Sur www.pacte-entreprises.gouv.fr jusqu’au 5 février, chaque Français pourra voter en ligne (« d’accord », « pas d’accord », « mitigé »), commenter les propositions du Gouvernement (dépôt d’arguments pour ou d’arguments contre) et faire ses propres contributions, elles-mêmes soumises aux votes des internautes.
Le décompte de votes sur chaque proposition, d’arguments et les participants sont visibles par tous, en temps réel.

« Les propositions du futur projet de loi soumises à la consultation publique ne sont ni définitives ni exhaustives, précise Bercy dans un communiqué. Le "PACTE" a vocation à s’enrichir au cours des prochaines semaines. Cette consultation publique s’inscrit dans la lignée de la méthode choisie pour concevoir le "PACTE" : la co-construction. Les principaux contributeurs seront invités au ministère de l’Economie et des Finances pour échanger et débattre de vive voix avec les ministres.  »

Personnalités composant les "binômes" et le "trinôme" chargés d’inspirer le "PACTE"

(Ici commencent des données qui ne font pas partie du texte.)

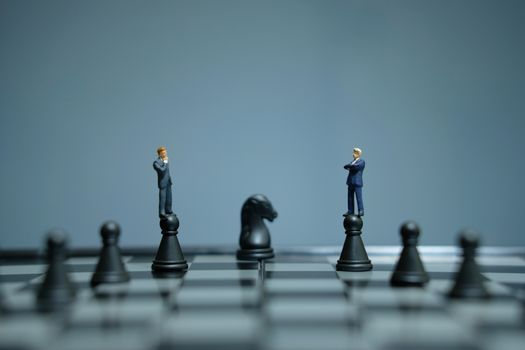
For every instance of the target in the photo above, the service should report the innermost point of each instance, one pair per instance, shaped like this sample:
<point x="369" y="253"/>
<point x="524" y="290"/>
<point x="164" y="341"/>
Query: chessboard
<point x="293" y="301"/>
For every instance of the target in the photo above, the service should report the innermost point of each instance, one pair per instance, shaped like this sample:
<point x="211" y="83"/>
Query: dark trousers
<point x="358" y="192"/>
<point x="165" y="201"/>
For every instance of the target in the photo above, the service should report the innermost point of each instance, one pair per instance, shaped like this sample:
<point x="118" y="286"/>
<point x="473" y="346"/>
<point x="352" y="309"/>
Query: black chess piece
<point x="56" y="291"/>
<point x="409" y="270"/>
<point x="469" y="282"/>
<point x="255" y="240"/>
<point x="353" y="256"/>
<point x="169" y="256"/>
<point x="110" y="267"/>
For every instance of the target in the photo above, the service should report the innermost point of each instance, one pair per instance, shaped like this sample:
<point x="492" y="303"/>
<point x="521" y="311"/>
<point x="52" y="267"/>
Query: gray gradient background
<point x="262" y="97"/>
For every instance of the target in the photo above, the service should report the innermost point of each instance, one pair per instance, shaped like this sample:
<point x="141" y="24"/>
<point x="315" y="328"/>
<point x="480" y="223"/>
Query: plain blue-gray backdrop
<point x="262" y="97"/>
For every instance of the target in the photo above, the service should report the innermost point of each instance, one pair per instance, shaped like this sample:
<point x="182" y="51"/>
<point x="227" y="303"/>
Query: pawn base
<point x="408" y="280"/>
<point x="109" y="277"/>
<point x="169" y="266"/>
<point x="255" y="254"/>
<point x="469" y="293"/>
<point x="353" y="266"/>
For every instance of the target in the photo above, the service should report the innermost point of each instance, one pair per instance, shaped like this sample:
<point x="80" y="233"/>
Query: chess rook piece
<point x="469" y="282"/>
<point x="56" y="291"/>
<point x="409" y="270"/>
<point x="353" y="256"/>
<point x="255" y="240"/>
<point x="110" y="267"/>
<point x="169" y="255"/>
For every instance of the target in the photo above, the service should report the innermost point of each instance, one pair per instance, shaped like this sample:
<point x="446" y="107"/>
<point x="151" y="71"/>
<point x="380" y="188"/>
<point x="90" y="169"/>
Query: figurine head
<point x="357" y="152"/>
<point x="162" y="152"/>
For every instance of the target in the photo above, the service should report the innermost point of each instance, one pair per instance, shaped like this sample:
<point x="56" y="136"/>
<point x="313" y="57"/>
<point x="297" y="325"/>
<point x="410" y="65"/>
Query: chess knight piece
<point x="255" y="238"/>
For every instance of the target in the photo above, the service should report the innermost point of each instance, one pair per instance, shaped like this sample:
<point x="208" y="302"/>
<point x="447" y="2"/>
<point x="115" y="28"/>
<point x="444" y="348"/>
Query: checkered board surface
<point x="292" y="302"/>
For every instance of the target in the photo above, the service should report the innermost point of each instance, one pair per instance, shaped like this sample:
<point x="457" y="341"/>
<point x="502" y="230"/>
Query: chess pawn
<point x="469" y="280"/>
<point x="169" y="255"/>
<point x="353" y="256"/>
<point x="409" y="270"/>
<point x="110" y="267"/>
<point x="56" y="291"/>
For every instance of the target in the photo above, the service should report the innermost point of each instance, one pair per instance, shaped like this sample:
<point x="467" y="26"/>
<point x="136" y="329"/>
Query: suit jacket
<point x="355" y="173"/>
<point x="163" y="173"/>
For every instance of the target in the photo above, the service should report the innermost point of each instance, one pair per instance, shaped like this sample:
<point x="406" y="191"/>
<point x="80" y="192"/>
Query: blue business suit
<point x="355" y="185"/>
<point x="164" y="183"/>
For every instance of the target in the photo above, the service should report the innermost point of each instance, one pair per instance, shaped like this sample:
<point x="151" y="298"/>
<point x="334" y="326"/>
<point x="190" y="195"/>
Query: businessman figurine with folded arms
<point x="355" y="183"/>
<point x="164" y="182"/>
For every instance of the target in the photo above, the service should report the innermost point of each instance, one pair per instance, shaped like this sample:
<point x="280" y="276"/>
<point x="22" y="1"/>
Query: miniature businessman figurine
<point x="164" y="181"/>
<point x="355" y="183"/>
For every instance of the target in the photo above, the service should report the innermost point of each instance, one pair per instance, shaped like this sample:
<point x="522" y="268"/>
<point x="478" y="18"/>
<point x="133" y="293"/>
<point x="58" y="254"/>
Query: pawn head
<point x="169" y="223"/>
<point x="353" y="223"/>
<point x="468" y="239"/>
<point x="409" y="232"/>
<point x="110" y="232"/>
<point x="56" y="242"/>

- 1. Création, croissance, transmission et rebond :

- Olivia Grégoire, députée LREM de Paris

- Clémentine Gallet, présidente de Coriolis Composite

- 2. Partage de la valeur et engagement sociétal des entreprises :

- Stanislas Guerini, député LREM de Paris

- Agnès Touraine, présidente de l’Institut Français des administrateurs

- 3. Financement :

- Jean-Noël Barrot, député Modem des Yvelines

- Alice Zagury, présidente de The Family

- 4. Numérisation et innovation :

- Célia de Lavergne, députée LREM de la Drôme

- Lionel Baud, PDG de Baud Industries

- Philippe Arraou, président d’honneur de l’ordre des experts comptables

- 5. Simplification :

- Sophie Errante, députée LREM de Loire-Atlantique

- Sylvain Orebi, président du groupe Orientis (Kusmi Tea – Løv Organic)

- 6. Conquête de l’international :

- Richard Yung, sénateur LREM des Français de l’étranger

- Eric Kayser, artisan boulanger, fondateur de la Maison Kayser

Calendrier de l’élaboration du "PACTE"

- 23 octobre 2017

Lancement officiel des travaux préparatoires du Plan d’action pour la croissance et la transformation des entreprises. Coup d’envoi de la première phase de consultation.

- 10 décembre 2017

Clôture de la première phase de consultation : recueil des contributions de l’ensemble des parties prenantes.

-  21 décembre 2017

Restitution publique des travaux menés par les binômes et le trinôme entre le 23 octobre et le 10 décembre.

- 15 janvier 2018

Lancement d’une consultation publique en ligne pendant trois semaines, sur la base de propositions retenues à l’issue de la première phase de consultation.

- 5 février 2018

Clôture de la consultation publique.

- Printemps 2018 Rédaction du projet de loi et définition des mesures non législatives (réglementaires ou de droit souple) retenues pour ce plan d’action.